(p. v) Preface
(p. v) Preface
This volume aims to provide a reasonably comprehensive overview of current knowledge about crime and public policy responses to it. This may not seem an unusual aim, but it is. Other leading works, including Crime, the Handbook of Crime and Punishment, and the Oxford Handbook of Criminology, mostly deal with the operations of the criminal justice system, the causes of crime and delinquency, theorizing about crime and justice, and crime prevention. Those are fine books and important subjects, but they are not sharply focused on understanding why particular crimes occur and what kinds of public policies might best prevent them or minimize the harm they cause.
The premise of this volume, by contrast, is that policy responses to crime are developed crime-by-crime, and that understanding and formulation of public policy need to take that approach. Police and legislators usually develop policies targeted not on violence in general but on domestic violence or street robbery or gang violence or homicide. Regulators typically develop policies targeted not on white-collar crime but on securities fraud or environmental crime or money laundering or tax evasion. One size seldom fits all.
The chapters in this volume examine a broad range of types of crime. Each explains why crimes happen, how often, whether they are happening more often or less than in earlier times, and what we know about efforts to prevent or contain them. It is impossible to cover the full range of crimes that human beings commit, but we have tried to range far beyond the core common law offenses—homicide, robbery, rape, burglary, aggravated assault, motor vehicle theft, and theft—that the FBI calls index crimes, though six of those are subjects of chapters. Another 18 chapters cover an array of other offenses. Some, such as identity theft, Internet fraud, and money laundering, are modern inventions. Others, such as prostitution, gambling, and drug abuse, are as old as mankind. Still others, including domestic violence, child abuse, and environmental crime, are harmful behaviors that until recently received little attention from policy makers or law enforcement officials. A final group consists of crimes whose salience has increased as the world has become smaller and as markets have become global; these include human smuggling, trafficking in cultural artifacts, and cybercrime.

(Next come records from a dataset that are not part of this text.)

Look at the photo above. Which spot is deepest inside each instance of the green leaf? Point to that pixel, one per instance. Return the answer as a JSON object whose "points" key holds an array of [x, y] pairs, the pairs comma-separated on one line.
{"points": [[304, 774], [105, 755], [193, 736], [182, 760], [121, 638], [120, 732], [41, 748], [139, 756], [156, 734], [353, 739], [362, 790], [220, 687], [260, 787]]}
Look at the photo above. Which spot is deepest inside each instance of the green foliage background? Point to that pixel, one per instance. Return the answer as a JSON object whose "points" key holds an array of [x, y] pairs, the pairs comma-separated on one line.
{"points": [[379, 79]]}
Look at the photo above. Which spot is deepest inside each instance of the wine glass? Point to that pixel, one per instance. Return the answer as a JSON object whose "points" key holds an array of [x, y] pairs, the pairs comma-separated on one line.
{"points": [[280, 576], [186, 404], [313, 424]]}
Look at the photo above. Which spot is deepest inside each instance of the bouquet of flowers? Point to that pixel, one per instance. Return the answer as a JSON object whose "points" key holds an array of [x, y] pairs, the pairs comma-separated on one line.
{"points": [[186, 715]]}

Chapters have been organized into five categories: violent and sexual crime, property crime, transactional crime, transnational crime, and crimes against morality. The first two are straightforward, and subjects have been distributed among them using conventional criteria. The other categories are leakier and (p. vi) more contestable. The closest synonyms for transactional crime are white-collar crime and organizational crime. The central characteristic of offenses classified as transactional is that understanding them requires that attention be paid to the organizational and other structural contexts in which they occur. The central characteristics of offenses classified as transnational are that they often or always involve behaviors that cross national boundaries and that they are better understood in terms of markets rather than of organizations. Some offenses categorized as crimes against morality could have been placed elsewhere; the common characteristic of the crimes listed under this heading is that they involve behaviors that might or might not be criminalized. Their treatment as crimes in particular places and times is as much a commentary on prevailing morality and norms of personal ethics as on the harms they cause.
Books like this require lots of work by lots of people. Writers worked to tight deadlines, prepared successive drafts to more tight deadlines, and responded gracefully to numerous questions and requests. Better than anyone else the writers know that the book would not exist save for the extraordinary care and professionalism of Adepeju Solarin and Su Smallen in shepherding the chapters to completion and the book into production. I'm grateful to them all.
This book has several goals. One is to provide comprehensive, up-to-date, and authoritative surveys of knowledge about the subjects covered. The chapters do that. Their authors are invariably among the handful of most distinguished active scholars specializing in the subject. A second goal is to provide comprehensive bibliographies of classic and contemporary specialized literatures so that readers new to a subject can quickly identify the important foundation sources and make a running start at turning themselves into experts. A third is to provide accessible, easy-to-read introductions to subjects so that readers can quickly come to grips with each. A fourth is to provide a textbook for courses on criminal justice, crime control policy, and narrower subjects. Those are not small ambitions. Whether they have been achieved, readers will decide for themselves.